In phase I (Table 2), blinded control participants obtained a mean of 616 fewer steps/day (6% decrease) whereas unblinded participants increased their steps/day by a mean of 408 (4% increase). The between‐group differential was nonsignificantly higher in the unblinded group versus blinded controls by 1024 steps/day (95% CI, −580 to 2628; P=0.21).
Table 2.
Changes in Activity Outcomes With Phase I and II Interventions
| Unblind (n=32) Mean Change±SD | Blind (n=16) Mean Change±SD | Unblind–Blind Mean Difference (95% CI), P Value | |
|---|---|---|---|
| Phase I | |||
| Steps, count/daya | 408±2701 | −616±2385 | 1024 (−580 to 2628), P=0.21 |
| Activity time, min/day | 2±27 | −6±26 | 8 (−9 to 25), P=0.33 |
| Aerobic time, min/day | −3±12 | −11±14 | 8 (0–16), P=0.05 |
|
Texts (n=16) |
No Texts (n=16) |
Blind (n=16) |
Texts–No Texts | Texts–Blind | No Texts–Blind | |
|---|---|---|---|---|---|---|
| Mean Change±SD | Mean Difference (95% CI), P‐value | |||||
| Phase II | ||||||
| Steps, count/daya | 2334±1714 | −200±1653 | −1042±2202 | 2534 (1318–3750), P<0.001 | 3376 (1951–4801), P<0.001 | 842 (−564 to 2248), P=0.23 |
| Activity time, min/day | 21±20 | 0±17 | −8±23 | 21 (8–34), P=0.003 | 29 (13–45), P<0.001 | 8 (−7 to 23), P=0.28 |
| Aerobic time, min/day | 13±11 | −1±8 | −3±10 | 14 (7–21), P<0.001 | 16 (7–23), P<0.001 | 2 (−6 to 8), P=0.71 |
Primary outcome. CI indicates confidence interval.
In phase II (Table 2), the blinded group further decreased its activity by 1042 steps/day (11% decrease) whereas the unblinded–no texts group decreased by 200 steps/day (<1% change). In contrast, the unblinded‐texts group obtained 2334 more steps/day (25% increase). The differential in activity levels was significant; participants receiving texts increased their daily steps over those not receiving texts by 2534 (95% CI, 1318–3750; P<0.001) and over blinded controls by 3376 (95% CI, 1951 to 4801; P<0.001).
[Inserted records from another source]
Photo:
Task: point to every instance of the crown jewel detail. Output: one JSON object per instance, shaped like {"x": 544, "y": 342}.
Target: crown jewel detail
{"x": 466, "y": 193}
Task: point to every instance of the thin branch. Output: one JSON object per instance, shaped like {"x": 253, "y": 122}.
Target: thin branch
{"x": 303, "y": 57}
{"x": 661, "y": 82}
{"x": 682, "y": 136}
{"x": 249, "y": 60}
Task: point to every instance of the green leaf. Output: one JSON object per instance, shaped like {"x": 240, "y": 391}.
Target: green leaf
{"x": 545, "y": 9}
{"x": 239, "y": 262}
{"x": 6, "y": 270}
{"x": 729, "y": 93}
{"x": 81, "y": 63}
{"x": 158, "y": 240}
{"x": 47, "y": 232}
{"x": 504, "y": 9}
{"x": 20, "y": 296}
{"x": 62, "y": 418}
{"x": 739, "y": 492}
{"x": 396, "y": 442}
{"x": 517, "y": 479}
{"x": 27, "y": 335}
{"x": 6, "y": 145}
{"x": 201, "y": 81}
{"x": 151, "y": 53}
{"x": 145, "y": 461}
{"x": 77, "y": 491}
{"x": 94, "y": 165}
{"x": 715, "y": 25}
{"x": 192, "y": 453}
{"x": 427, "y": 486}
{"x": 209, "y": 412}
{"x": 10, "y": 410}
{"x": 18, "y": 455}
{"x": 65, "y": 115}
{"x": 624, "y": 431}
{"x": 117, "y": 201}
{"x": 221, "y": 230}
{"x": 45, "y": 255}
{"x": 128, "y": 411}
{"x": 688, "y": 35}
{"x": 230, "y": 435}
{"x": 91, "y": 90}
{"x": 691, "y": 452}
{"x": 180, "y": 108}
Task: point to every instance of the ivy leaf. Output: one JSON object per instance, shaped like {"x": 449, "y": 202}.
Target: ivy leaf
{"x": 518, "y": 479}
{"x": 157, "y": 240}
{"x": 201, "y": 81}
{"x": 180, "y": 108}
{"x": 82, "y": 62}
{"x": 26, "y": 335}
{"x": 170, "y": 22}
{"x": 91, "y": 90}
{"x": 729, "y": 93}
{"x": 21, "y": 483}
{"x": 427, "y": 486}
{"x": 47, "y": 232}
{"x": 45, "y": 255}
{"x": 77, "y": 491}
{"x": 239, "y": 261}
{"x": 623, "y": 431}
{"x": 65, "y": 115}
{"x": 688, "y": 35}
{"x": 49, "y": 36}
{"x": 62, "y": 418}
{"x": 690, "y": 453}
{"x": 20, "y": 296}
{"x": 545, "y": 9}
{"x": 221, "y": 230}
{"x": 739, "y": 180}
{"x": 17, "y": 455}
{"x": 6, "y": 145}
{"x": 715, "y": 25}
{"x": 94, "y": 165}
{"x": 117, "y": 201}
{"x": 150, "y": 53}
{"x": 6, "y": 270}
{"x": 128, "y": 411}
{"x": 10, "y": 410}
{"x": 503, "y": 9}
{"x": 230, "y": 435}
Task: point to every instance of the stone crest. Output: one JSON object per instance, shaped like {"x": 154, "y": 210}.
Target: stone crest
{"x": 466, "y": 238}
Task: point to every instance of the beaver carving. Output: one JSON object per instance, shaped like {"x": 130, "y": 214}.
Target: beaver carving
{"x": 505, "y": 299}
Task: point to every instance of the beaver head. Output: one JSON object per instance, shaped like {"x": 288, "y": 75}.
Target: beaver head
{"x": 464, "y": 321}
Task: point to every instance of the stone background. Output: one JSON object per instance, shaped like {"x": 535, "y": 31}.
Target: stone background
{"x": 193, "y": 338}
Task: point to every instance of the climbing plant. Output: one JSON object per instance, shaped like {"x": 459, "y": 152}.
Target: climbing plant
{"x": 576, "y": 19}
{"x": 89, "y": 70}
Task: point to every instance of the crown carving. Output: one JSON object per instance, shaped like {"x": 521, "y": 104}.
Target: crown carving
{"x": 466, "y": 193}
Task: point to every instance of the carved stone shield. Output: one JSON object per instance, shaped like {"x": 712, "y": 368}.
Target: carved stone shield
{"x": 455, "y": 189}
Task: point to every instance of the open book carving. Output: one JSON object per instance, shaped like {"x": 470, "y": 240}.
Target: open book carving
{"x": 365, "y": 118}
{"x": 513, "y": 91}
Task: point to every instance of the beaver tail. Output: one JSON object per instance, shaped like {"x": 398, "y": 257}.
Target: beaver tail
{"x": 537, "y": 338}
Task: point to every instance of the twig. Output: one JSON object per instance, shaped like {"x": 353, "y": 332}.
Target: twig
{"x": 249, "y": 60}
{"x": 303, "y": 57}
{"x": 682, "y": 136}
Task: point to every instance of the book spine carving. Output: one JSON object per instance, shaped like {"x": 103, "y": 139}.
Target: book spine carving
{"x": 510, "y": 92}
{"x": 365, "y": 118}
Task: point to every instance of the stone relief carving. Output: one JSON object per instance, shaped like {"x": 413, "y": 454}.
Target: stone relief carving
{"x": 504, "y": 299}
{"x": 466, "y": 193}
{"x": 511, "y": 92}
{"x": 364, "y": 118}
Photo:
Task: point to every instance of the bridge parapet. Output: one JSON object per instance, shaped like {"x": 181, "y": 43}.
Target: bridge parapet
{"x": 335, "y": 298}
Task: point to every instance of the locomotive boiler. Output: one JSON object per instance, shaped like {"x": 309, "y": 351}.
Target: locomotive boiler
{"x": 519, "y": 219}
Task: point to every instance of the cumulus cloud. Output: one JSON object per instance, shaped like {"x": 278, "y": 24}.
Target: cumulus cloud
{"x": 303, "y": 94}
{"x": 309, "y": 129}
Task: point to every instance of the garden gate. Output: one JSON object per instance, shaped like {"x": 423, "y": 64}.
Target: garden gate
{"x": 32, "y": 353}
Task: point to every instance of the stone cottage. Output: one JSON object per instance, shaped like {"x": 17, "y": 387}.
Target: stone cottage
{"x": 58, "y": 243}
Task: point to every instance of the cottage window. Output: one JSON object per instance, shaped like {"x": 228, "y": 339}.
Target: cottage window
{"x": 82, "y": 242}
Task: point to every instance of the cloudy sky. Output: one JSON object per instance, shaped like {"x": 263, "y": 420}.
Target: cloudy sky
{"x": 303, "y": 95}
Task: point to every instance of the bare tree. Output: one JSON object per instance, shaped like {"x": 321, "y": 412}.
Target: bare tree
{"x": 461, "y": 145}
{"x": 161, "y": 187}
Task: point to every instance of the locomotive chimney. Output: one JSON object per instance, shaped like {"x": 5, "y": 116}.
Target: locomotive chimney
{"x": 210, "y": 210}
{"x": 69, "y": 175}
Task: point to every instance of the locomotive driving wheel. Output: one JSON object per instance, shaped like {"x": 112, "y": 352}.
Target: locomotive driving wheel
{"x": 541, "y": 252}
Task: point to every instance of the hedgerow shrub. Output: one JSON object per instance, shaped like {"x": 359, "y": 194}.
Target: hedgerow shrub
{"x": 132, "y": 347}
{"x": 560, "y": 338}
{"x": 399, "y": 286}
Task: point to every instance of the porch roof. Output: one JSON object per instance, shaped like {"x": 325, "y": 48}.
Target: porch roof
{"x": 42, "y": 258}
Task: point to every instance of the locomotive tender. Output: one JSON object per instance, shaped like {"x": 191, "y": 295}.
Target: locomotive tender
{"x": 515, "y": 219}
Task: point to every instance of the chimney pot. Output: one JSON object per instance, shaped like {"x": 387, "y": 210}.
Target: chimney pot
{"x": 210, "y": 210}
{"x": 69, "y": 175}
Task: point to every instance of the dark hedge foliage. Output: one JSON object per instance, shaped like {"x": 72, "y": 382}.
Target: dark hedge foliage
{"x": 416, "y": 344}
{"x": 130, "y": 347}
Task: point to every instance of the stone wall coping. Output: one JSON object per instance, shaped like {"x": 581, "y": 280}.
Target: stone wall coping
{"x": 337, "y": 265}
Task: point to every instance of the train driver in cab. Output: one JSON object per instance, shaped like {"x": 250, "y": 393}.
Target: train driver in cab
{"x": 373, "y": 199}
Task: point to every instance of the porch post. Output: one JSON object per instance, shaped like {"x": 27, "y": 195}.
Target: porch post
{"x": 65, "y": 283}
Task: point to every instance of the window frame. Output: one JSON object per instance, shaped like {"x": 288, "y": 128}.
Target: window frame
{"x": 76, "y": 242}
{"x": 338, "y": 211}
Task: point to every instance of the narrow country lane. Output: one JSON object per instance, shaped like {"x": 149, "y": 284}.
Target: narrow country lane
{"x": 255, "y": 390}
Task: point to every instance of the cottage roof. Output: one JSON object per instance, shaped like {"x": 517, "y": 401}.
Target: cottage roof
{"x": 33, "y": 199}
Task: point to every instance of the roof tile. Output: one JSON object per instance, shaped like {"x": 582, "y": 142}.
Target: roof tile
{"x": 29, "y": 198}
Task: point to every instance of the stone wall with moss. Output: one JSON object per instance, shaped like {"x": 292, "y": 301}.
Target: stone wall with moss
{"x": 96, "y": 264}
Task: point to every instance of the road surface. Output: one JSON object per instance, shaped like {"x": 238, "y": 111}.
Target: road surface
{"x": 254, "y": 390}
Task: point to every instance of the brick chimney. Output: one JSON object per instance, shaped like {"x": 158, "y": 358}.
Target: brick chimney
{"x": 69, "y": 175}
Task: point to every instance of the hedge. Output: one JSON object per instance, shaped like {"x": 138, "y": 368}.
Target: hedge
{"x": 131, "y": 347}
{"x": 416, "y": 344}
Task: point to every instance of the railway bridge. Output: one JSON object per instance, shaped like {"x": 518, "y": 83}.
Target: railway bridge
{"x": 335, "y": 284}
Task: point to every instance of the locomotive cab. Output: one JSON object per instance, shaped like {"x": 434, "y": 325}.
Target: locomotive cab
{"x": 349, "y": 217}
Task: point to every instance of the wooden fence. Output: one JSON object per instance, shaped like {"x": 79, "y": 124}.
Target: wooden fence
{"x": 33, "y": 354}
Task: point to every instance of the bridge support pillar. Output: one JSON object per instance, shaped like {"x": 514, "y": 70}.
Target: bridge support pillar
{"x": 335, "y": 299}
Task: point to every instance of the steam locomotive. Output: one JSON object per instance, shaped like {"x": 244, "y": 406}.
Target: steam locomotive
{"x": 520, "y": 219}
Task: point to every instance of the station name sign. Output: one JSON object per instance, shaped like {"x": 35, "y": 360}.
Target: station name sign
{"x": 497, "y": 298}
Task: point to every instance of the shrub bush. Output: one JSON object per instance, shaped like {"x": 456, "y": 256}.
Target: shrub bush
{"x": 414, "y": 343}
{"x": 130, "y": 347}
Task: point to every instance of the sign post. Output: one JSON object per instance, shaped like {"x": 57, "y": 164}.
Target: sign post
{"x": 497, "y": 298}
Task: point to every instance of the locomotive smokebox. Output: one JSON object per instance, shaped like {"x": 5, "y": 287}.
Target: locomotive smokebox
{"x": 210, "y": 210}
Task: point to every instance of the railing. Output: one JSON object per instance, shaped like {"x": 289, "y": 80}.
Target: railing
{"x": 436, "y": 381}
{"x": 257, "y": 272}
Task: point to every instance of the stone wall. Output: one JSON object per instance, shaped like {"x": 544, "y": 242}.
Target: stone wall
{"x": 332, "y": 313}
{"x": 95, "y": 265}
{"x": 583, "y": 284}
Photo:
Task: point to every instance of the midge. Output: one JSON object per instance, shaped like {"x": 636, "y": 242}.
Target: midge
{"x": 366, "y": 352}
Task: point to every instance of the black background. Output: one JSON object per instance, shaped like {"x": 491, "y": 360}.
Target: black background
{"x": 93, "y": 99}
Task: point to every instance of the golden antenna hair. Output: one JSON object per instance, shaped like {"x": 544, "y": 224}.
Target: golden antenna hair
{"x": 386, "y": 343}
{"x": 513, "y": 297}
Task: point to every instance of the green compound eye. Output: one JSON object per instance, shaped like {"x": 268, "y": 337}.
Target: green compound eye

At baseline, 23 (48%) participants had a daily step count ≥10 000 steps/day, 9 (56%) in the blinded group and 14 (44%) in the unblinded group (Figure 2). In phase I, the ≥10 000 step/day goal was attained by 1 less participant in both the blinded group (8 of 16; 50%) and unblinded group (13 of 32; 41%). In phase II, the number of participants meeting the 10 000 steps/day goal was 7 (44%) in both the blinded‐ and unblinded–no texts groups. In contrast, 13 (81%) participants who were unblinded and receiving smart texts achieved a daily step count ≥10 000 steps/day (37% absolute increase and 84% relative increase over other groups; P=0.02).
Figure 2.
Proportions attaining the 10 000 steps/day goal at baseline, in phase I, and phase II, by intervention group. Forty‐eight percent of participants attained the 10 000 step/day goal at baseline. No significant change or between‐group difference was observed in phase I, whereas in phase II, the unblinded‐texts group showed a 37% absolute increase and 84% relative increase over other groups in 10 000 steps/day attainment (P=0.02).
Secondary Outcomes: Total and Aerobic Activity Times
In phase I (Table 2), the unblinded and blinded groups were not significantly different in modifying their total activity times, whereas there was a borderline significant smaller decrease in aerobic time in unblinded patients (differential 8 minutes; 95% CI, 0 to 16; P=0.05). In phase II, activity times continued to decrease in the blinded group and remained relatively stable in the unblinded–no texts group. In contrast, the unblinded‐texts group increased its total activity time by 21 min/day (23% increase) and aerobic time by 13 min/day (160% increase), which was highly statistically significant compared to the other groups.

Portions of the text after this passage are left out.